Der Name erklärte eine Menge; Frank Randall war ein bedeutender Historiker gewesen und ein guter Freund des Reverends; sie hatten jahrelang jakobitische Obskuritäten miteinander ausgetauscht, obwohl es mindestens zehn Jahre her war, dass Frank Randall zuletzt im Pfarrhaus gewesen war.
»Dann … wollen Sie die historischen Stätten in der Gegend von Inverness besuchen?«, fragte Roger. »Sind Sie schon in Culloden gewesen?«
»Noch nicht«, antwortete Brianna. »Wir wollten es im Lauf der Woche tun.« Ihr Lächeln war höflich, mehr nicht.

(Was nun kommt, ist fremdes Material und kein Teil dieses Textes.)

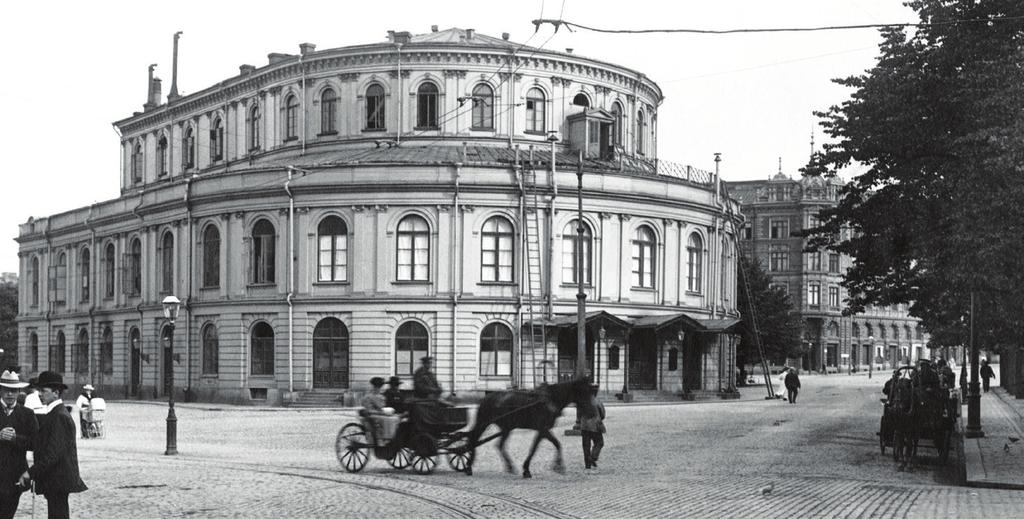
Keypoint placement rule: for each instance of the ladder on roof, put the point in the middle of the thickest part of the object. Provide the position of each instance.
(534, 286)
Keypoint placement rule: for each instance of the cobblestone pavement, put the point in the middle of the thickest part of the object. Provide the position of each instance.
(820, 459)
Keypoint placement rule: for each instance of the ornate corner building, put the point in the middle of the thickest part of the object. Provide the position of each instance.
(774, 210)
(335, 215)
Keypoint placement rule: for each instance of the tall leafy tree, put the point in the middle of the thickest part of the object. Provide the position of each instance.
(777, 321)
(937, 215)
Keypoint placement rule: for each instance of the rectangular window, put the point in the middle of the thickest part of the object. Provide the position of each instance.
(779, 229)
(814, 295)
(834, 297)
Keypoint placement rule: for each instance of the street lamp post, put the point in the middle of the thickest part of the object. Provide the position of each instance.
(171, 306)
(870, 358)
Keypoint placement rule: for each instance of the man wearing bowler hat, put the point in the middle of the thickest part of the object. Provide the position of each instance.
(424, 383)
(55, 458)
(17, 429)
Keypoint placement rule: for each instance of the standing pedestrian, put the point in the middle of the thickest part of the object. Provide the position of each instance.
(592, 431)
(792, 382)
(54, 467)
(17, 429)
(986, 373)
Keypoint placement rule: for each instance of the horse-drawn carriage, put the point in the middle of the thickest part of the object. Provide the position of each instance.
(417, 438)
(915, 409)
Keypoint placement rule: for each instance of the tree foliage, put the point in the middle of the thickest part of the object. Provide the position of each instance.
(779, 326)
(939, 124)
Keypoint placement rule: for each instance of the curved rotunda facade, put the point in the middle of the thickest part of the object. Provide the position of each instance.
(335, 215)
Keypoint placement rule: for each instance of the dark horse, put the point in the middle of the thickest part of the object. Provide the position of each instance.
(535, 409)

»Wir haben für heute Nachmittag eine Tour am Loch Ness gebucht«, sagte Claire. »Und vielleicht fahren wir morgen nach Fort William, oder wir sehen uns einfach nur in Inverness um; der Ort ist anständig gewachsen, seit ich das letzte Mal hier war.«
»Wann ist das gewesen?« Roger fragte sich, ob er seine Dienste als Fremdenführer anbieten sollte. Eigentlich hatte er dazu keine Zeit, aber die Randalls waren gute Freunde des Reverends gewesen. Außerdem war eine Autofahrt nach Fort William in Gesellschaft zweier attraktiver Damen deutlich verlockender als das Ausräumen der Garage, was der nächste Punkt auf seiner Liste war.
»Oh, vor über zwanzig Jahren. Es ist lange her.« Claires Stimme hatte einen seltsamen Unterton, der Roger bewog, sie anzusehen, doch sie erwiderte seinen Blick mit einem Lächeln.
»Nun ja«, wagte er sich vor, »falls ich irgendetwas für Sie tun kann, solange Sie in den Highlands sind …«
Claire lächelte zwar weiter, doch in ihrem Gesicht änderte sich etwas. Er hätte fast glauben können, dass sie auf die Gelegenheit gewartet hatte. Sie richtete den Blick auf Brianna, dann wieder auf Roger.
»Da Sie es erwähnen«, sagte sie, und ihr Lächeln wurde breiter.